Weekly Davar: The Power Of The Individual
Noach
(Genesis 6:9 – 11:32)
27th October 2011
29 Tishrei 5772
GOOD MORNING!! Sorry I missed the last couple of weeks.
I was away in Israel and just didn’t get around to writing anything
before I left. I was in Israel when Gilad Shalit returned home and,
whatever one’s opinion might be about negotiating with terrorists and
freeing murderers, it was so beautiful to watch a young man return to
his home and his family after 5 years of horrific captivity. The
country’s joy was very tangible and I was grateful to have been there to
share it.
Torah Portion
Noah is a very decent man – the exception rather than the rule in his
generation. The world around him is full of debauchery. They worship
idols, murder and are experts in sexual immorality. Not vastly different
to the world we live in.
God decides to take action and it rains…. and rains….. and rains……and
rains. Sounds like a British summer, but it was much worse. The world is
filled with water and everyone drowns – except for Noah, his family and
loads of animals who were on his famous Ark.
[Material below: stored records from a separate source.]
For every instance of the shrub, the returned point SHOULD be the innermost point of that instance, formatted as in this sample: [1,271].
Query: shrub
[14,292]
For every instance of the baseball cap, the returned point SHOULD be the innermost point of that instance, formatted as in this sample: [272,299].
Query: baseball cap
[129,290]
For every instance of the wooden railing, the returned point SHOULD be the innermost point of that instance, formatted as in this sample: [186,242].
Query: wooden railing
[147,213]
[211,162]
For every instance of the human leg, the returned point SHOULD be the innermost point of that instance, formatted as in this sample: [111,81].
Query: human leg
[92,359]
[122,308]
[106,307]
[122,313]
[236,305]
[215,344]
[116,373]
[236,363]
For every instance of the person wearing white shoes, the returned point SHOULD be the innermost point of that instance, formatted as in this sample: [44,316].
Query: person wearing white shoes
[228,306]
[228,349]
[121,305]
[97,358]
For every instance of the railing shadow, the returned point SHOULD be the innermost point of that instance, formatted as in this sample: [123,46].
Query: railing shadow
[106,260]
Noah leaves the Ark and immediately plants a vineyard – preferring the
escape of wine to the challenging task of rebuilding humanity.
The world is repopulated via Noah’s sons and once again, they slip into
immorality and build a tower in a place called Babel in order to ‘fight’
with God. This time he mixes up their languages and creates 70 nations
and the diversity of the human race is set in place for all time.
Davar Torah
The Power Of The Individual
Last week the Torah listed the ten generations between Adam and Noah.
This week it lists the ten generations between Noah and Abraham. Now we
Rabbis don’t view the Torah as a history book; history is the medium
rather than the message. So why are these, seemingly superfluous,
lineages included?
The Sages explain: the message is to highlight God's mercy; each
generation mentioned, is successively more evil than its predecessor.
Yet God allows the world to continue for generations, providing
opportunity after opportunity for humanity to change for the better.
A lovely idea, but it still leaves a question. If the Torah wanted to
show God's mercy, it could have done so by listing one set of the ten
generations (Adam until Noah). Why does it need to give us the same
message a second time (Noah until Abraham)?
The answer lies in a contrast that we can clearly see between the two
sets of generations. Adam to Noah: generations that only got worse and
worse. In the end they were destroyed. Noah to Abraham: generations that
only got worse and worse. In the end they were not destroyed. So what
was the difference?
The difference lies in one man: Abraham. In what must be the greatest
indictment in all of history, the Rabbis say that Noah could have saved
his generation; but he did not care enough. Abraham did. Whereas Noah
was happy to build an ark to save himself – and forget about humanity,
Abraham reached out to those around him. He taught everyone he could
about monotheistic values. He didn’t do enough to change his generation
entirely. But, the Rabbis say, he did enough that God allowed the world
to continue.
The message is very clear; one individual who cares enough can shape
world history. And while we may often tell ourselves that forces beyond
individuals create history, even a glance at the past shows this to be
false. For better or for worse, there would almost certainly have been
no October revolution without Lenin, no victory at Waterloo with
Wellington, no holocaust without Hitler. Who’s to say how the Second
World War would have turned out without Churchill, the Civil Rights
movement in America without Martin Luther King and South Africa’s
transition to equality without Mandella? How different would the world
be had Einstein, Freud or Darwin never lived?
Individuals shape history. And that means you and me.
The world has many problems – terrorism, famine, natural disasters,
financial instability. The Jewish world has many problems –
assimilation, apathy, disunity, intermarriage. Do we care enough to do
something? Or, like Noah, will we chose to build an ark only for
ourselves?
Abraham was nothing special. He just cared enough to try. Noah was nothing special either. He just didn’t.
If we care enough and don’t hide behind the excuse (and it is only an
excuse) of, ‘who am I?’ every one of us has the ability play an active
role in shaping the future of our community and even our world.